Centriole amplification in multiciliated cells (MCCs). Numerous centrioles assemble from the pre-existing centrioles and many deuterosomes in intact wild-type MCCs (A). Deup1 MCCs, which cannot form deuterosomes, assemble more centrioles from the pre-existing centrioles (B). In MCCs whose pre-existing centrioles have been removed, centrioles form predominantly through the deuterosome-dependent pathway (C). MCCs can amplify the proper number of centrioles de novo without the pre-existing centrioles and deuterosomes (D). Centriole amplification occurs presumably within a PCM cloud in each condition. These centrioles in each case dock at the plasma membrane and serve as basal bodies to form numerous motile cilia (right).
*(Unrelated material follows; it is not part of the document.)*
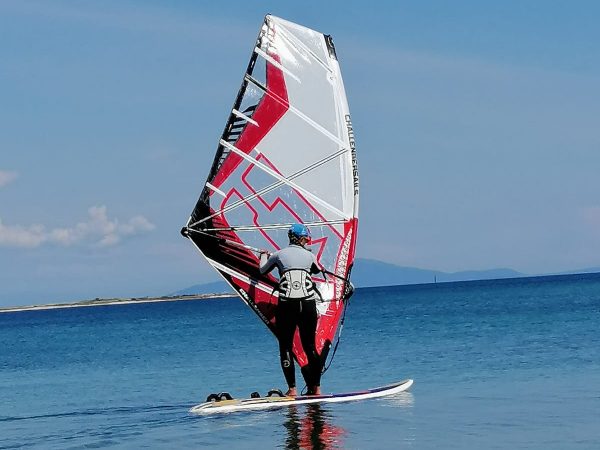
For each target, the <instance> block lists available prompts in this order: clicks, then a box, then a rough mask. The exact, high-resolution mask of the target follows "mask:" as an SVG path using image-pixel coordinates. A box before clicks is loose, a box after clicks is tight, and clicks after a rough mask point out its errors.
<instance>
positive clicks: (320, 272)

The number and morphology of basal bodies that appear during multiciliogenesis are not affected in ependymal cells derived from Deup1 mice, which are unable to form deuterosomes (Figure 4B). Furthermore, centriole amplification can still occur even in MCCs lacking both mother centrioles and deuterosomes (Figure 4D) (Mercey et al., 2019b). In other words, under such conditions, a massive number of centrioles form independently of mother centrioles and deuterosomes. This potentially allows us to observe phenomena similar to de novo centriole biogenesis in proliferating cells at a larger scale. Intriguingly, most centriole amplification in MCCs occurs in a PCM cloud containing Pericentrin; this process is also observed in the absence of deuterosomes and/or pre-existing centrioles (Mercey et al., 2019a; 2019b). This evidence suggests that PCM may play a role in de novo centriole formation for multiciliogenesis, independently of either pre-existing centrioles or deuterosomes. This process is reminiscent of the involvement of PCM in de novo centriole formation in proliferating cells (Khodjakov et al., 2002; Nabais et al., 2021). Furthermore, observation using EM has shown that the amplified centrioles are distributed in the vicinity of fibrogranular materials (FGMs) in MCCs devoid of both deuterosomes and pre-existing centrioles (Mercey et al., 2019b). Through EM, FGMs were discovered as arrays of electron-dense granules (diameter: 40–80 nm) found specifically in MCCs undergoing centriole amplification (Sorokin, 1968; Anderson and Brenner, 1971; Dirksen, 1971). A recent study revealed that FGMs contain various centriole-associated proteins and ensure the fidelity of multiciliary formation (Zhao et al., 2021). Thus, in future studies, understanding the role of PCM and FGMs in MCCs without pre-existing centrioles and/or deuterosomes may provide a better understanding of de novo centriole formation in proliferating cells.

Perspective

Regarding the molecular mechanisms of centriole biogenesis, the de novo pathway has been studied less extensively than the canonical pathway. Further studies on the mechanisms underlying the de novo pathway, in conjunction with the canonical pathway, will lead to a deeper insight into the common and divergent mechanisms involved in centriole assembly. Another critical research question is the mechanism through which centriolar cells suppress the de novo pathway. This can be a medically significant question, since disruption of the suppression mechanisms would potentially result in uncontrolled centriole amplification and subsequent tumorigenesis (Levine et al., 2017). Therefore, detailed analysis of the molecular mechanisms regulating the de novo centriole formation in various species would be important in the future.